Layered Analysis of Injury in the Rat Esophagus Induced by Photodynamic Therapy using Two-photon Microscopy

The esophagus is characterized by a multi-layered structure with compositional differences in each layer, resulting in layer-specific damage thresholds to photodynamic therapy (PDT). Accurate and efficient evaluation of the damages in each layer of healthy tissues is crucial for a successful PDT treatment when eradicating tumors in esophagus.

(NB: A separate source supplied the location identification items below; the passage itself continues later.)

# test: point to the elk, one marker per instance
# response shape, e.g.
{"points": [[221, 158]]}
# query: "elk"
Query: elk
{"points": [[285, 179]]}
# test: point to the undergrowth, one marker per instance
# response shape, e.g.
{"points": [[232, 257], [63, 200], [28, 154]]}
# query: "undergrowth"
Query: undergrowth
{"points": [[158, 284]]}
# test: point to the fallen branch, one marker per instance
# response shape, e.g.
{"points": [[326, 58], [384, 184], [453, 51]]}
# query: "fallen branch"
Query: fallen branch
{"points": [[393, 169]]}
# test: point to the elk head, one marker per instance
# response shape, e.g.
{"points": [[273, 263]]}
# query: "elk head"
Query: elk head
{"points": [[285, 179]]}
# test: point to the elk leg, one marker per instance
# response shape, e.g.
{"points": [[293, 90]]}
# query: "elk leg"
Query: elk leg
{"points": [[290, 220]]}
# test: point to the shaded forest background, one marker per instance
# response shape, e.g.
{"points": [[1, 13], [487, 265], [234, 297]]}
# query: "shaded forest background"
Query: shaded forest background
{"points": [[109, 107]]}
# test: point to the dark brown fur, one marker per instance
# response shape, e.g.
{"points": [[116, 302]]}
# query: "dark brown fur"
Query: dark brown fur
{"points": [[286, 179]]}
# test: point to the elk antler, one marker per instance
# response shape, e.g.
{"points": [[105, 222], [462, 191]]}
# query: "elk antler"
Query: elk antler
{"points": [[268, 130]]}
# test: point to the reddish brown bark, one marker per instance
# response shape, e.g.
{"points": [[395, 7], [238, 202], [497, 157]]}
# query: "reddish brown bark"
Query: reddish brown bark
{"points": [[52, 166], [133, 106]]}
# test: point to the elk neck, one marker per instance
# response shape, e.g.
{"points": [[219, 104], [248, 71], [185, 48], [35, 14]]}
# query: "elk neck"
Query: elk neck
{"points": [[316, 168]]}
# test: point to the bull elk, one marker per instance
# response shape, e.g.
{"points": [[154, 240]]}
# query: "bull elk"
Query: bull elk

However, conducting a comprehensive assessment of damage to each layer requires the integration of multiple traditional methods, which can be both time-consuming and labor-intensive. Here, we employed two-photon microscopy (TPM) to image rat esophageal sections and fresh samples with full-layer damage induced by PDT. We find that TPM can precisely identify injuries in each layer of the esophagus, including cellular hyperplasia, lamina propria detachment, loosened and tortuous collagen fibers, as well as vacuolated and atrophied muscle fibers, which are consistent with the detection results of traditional methods. Moreover, TPM possesses unique capabilities not present in traditional methods. For example, TPM successfully detected enhanced perinuclear fluorescence in necrotic esophageal epithelial cells, performed quantitative analysis of collagen fiber changes, and enabled three-dimensional (3D) visualization of structural and morphological alterations caused by the damage. Together, our findings demonstrate that TPM serves as an effective tool for evaluating layer-specific effects induced by PDT, and is expected to have a long-term influence for enhancing the targeting accuracy of PDT in tumor treatment of hollow organs.